The newspaper crisis continues: Warren Buffett’s exit from the newspaper industry could be a sign of trouble for local newspapers, reports Bloomberg. As investments from hedge funds like Alden Capital–known for its ruthless layoffs and cut-throat attitude–continue, the future of journalism is bleak.

More from Bloomberg: “Alden is one of several Wall Street firms that have gained control over the newspaper industry. The financial firms’ strategy centers largely around buying other newspapers to boost revenue, then cutting costs by centralizing operations and laying off journalists.”

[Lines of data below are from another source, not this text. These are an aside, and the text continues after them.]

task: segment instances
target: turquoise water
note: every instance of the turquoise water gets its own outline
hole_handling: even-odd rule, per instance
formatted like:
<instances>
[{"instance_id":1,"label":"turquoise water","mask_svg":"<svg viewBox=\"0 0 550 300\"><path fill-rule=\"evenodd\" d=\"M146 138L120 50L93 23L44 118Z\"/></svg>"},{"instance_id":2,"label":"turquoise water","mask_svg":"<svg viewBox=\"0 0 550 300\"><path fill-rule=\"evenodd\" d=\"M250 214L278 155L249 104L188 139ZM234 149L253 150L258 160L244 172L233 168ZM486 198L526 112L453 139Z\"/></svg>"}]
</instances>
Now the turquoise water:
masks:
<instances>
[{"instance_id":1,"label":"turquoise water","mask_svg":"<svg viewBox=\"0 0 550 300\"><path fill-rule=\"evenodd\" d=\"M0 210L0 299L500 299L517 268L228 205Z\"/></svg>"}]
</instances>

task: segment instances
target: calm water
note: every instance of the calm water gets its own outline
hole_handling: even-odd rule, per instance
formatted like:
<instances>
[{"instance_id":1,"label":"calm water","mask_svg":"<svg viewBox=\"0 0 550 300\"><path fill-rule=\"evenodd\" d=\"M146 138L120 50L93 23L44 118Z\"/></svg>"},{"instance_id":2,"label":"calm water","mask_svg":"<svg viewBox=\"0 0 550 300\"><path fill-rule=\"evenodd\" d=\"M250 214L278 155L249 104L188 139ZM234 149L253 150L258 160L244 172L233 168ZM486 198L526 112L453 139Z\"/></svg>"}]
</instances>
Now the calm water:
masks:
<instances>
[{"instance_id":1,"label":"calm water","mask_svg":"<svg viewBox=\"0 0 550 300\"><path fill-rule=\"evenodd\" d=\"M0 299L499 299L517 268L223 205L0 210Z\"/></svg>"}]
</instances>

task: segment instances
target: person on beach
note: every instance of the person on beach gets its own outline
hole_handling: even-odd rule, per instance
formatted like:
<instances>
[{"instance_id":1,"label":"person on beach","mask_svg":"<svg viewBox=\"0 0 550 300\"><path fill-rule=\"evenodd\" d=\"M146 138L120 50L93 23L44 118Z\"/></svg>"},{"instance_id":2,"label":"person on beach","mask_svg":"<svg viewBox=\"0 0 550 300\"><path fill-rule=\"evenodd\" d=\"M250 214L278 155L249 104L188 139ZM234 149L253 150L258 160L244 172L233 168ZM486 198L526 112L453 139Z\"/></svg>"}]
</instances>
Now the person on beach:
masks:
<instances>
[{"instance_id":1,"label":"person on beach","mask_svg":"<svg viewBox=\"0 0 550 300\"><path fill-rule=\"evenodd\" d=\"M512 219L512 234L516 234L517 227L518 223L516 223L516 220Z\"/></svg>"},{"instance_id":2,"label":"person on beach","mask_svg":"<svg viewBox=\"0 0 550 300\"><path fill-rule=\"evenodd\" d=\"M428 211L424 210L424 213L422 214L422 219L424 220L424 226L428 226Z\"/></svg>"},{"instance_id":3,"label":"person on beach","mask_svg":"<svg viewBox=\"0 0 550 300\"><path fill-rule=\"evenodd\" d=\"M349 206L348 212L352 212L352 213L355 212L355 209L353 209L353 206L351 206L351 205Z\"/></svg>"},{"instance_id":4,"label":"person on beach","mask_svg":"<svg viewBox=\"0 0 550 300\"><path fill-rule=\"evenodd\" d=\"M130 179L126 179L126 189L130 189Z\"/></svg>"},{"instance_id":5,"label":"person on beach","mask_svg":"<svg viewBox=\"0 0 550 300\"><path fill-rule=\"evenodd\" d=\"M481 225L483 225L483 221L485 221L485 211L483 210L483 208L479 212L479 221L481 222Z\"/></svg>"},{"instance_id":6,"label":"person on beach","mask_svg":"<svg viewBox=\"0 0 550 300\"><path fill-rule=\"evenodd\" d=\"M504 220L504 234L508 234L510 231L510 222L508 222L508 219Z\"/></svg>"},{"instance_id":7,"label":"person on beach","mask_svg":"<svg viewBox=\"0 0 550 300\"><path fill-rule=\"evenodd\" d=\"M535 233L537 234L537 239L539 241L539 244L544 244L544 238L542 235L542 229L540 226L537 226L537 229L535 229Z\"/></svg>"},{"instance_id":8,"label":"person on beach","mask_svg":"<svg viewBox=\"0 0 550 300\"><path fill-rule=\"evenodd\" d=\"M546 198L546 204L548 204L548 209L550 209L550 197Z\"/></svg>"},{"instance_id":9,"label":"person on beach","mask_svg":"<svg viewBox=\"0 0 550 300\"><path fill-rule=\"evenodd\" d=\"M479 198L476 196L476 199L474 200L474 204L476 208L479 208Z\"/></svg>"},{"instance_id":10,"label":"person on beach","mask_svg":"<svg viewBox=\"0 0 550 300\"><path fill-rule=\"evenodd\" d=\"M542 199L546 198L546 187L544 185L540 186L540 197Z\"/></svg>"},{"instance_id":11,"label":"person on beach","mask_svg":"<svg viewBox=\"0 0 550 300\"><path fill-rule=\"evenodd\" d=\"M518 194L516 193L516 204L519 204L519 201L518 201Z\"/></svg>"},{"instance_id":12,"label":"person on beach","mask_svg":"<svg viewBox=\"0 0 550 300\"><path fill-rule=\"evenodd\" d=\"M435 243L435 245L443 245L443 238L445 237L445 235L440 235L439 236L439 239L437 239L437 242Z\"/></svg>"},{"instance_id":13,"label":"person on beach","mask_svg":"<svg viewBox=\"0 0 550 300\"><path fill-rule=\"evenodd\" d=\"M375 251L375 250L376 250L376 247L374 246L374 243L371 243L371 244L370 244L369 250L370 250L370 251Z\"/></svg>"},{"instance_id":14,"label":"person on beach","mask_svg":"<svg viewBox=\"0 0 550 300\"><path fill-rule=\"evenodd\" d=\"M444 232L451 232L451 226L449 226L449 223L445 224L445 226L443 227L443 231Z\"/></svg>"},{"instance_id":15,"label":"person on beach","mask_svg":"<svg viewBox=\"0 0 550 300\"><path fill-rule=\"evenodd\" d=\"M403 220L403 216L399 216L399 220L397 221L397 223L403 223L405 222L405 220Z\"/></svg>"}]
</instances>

Preventing a slippery slope: According to The Telegraph, Barclays is preparing to introduce stricter rules for dealing with the oil industry following rising threats of an investor revolt. Sources said that the bank has met with ShareAction, a nonprofit that promotes responsible investing, which plans to formally challenge Barclays to soothe concerns.

One Top 20 shareholder said: “They know if you don’t supply the drugs then someone else will. Another bank will lend the money [for fossil fuel projects] if Barclays say no, so they’ll lose out but get more kudos. They’re not going to be smashing the policy into smithereens, but they are listening.”

A tech attack: Ransomware attacks are on the rise, according to The New York Times. In 2019, 205,280 organizations submitted files that had been hacked in a ransomware attack — a 41 percent increase from the year before, writes the Times. The average payment for ransomware is also up to $84,116 in the last quarter of 2019 — more than twice the previous quarter.